Pour ou contre les scènes de viol à la télé?

Aetios Production

C’est horrible comme épisode. Un double viol à la télé. Pas terrible de la part de l’auteur et du diffuseur.

Ce soir, je pleure à chaudes larmes devant mon ordinateur parce que je ne peux m’empêcher de repenser à mes propres agressions. Vous avez manqué de jugement […].

Pas certaine que je vais être au rendez-vous en janvier. J’écoute l’émission depuis la première saison, mais ce soir, c’était un coup bas.

Voici les commentaires laissés par les internautes sur la page Facebook d’Unité 9, en réaction à la scène de double viol diffusée dans l’épisode de mardi dernier.

Il s’agissait du dernier épisode avant janvier et plusieurs téléspectateurs ont manifesté leur intention de boycotter l’émission à son retour sur les ondes.

mais moi, Je ne suis pas de ceux-là

Je suis de ceux qui ont été bouleversés de voir Jeanne se faire pénétrer aussi violemment dans son intimité. Qui ne l’aurait pas été ?

Je suis de ceux qui ont pris conscience que la cruauté humaine existe réellement. Cependant, je suis aussi de ceux qui croient qu’on ne doit pas se cacher la tête dans le sable : en milieu carcéral, ce n’est pas rose tous les jours.


Éveil collectif

Viol à la télé, éveil collectif
Photo Oscar Keys, Unsplash

Depuis les dernières semaines, la société québécoise est plongée dans une période de grande tourmente.
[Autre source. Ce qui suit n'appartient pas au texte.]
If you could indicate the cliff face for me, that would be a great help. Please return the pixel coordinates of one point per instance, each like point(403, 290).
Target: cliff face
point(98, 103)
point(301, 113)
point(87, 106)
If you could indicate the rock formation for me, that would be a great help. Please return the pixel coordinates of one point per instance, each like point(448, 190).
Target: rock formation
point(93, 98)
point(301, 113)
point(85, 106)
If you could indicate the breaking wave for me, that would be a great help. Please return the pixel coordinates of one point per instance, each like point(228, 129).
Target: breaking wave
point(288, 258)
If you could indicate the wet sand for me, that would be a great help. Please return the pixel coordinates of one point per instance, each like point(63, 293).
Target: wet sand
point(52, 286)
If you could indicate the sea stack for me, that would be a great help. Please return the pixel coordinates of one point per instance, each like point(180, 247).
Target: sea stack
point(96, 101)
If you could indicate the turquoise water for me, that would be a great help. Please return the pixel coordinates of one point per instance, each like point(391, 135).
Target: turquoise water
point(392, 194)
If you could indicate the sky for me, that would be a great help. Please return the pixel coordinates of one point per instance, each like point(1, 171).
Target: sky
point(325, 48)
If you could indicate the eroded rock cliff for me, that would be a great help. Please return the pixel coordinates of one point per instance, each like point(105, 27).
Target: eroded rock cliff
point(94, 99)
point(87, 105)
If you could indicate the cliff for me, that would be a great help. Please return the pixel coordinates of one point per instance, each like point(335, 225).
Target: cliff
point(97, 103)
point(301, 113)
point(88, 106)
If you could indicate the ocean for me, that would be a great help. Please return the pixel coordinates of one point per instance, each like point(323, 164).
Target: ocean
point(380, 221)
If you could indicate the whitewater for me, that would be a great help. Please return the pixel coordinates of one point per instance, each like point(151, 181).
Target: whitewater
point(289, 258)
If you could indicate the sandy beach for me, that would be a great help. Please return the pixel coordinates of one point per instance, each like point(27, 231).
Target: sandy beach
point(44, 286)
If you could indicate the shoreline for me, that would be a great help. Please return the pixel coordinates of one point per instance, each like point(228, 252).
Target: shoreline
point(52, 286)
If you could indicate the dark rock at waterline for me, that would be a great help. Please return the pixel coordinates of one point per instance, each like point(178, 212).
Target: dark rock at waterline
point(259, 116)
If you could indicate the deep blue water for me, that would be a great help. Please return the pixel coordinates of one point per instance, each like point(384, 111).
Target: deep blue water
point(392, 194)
Les allégations d’inconduites sexuelles reprochées à de grands noms de la sphère publique en ont choqué plus d’un.

Je comprends.

Je comprends aussi que l’épisode de mardi dernier n’ait été pour certains que la cerise sur le sundae de leurs blessures passées. L’escalade de la souffrance a atteint son apogée.

Le volcan de Bali est entré en éruption dans nos télés.

Toutefois, comme l’a si bien évoqué Catherine-Anne Toupin, l’interprète de la détestable Shandy, lors de son passage à Tout le monde en parle :

pour rendre justice à ce milieu-là, on n’a pas le choix de le montrer

Dans l’intention de faire suite à ces propos, je crois que pour rendre justice à ce qui est arrivé aux victimes récemment avouées, on n’avait pas le choix de le montrer.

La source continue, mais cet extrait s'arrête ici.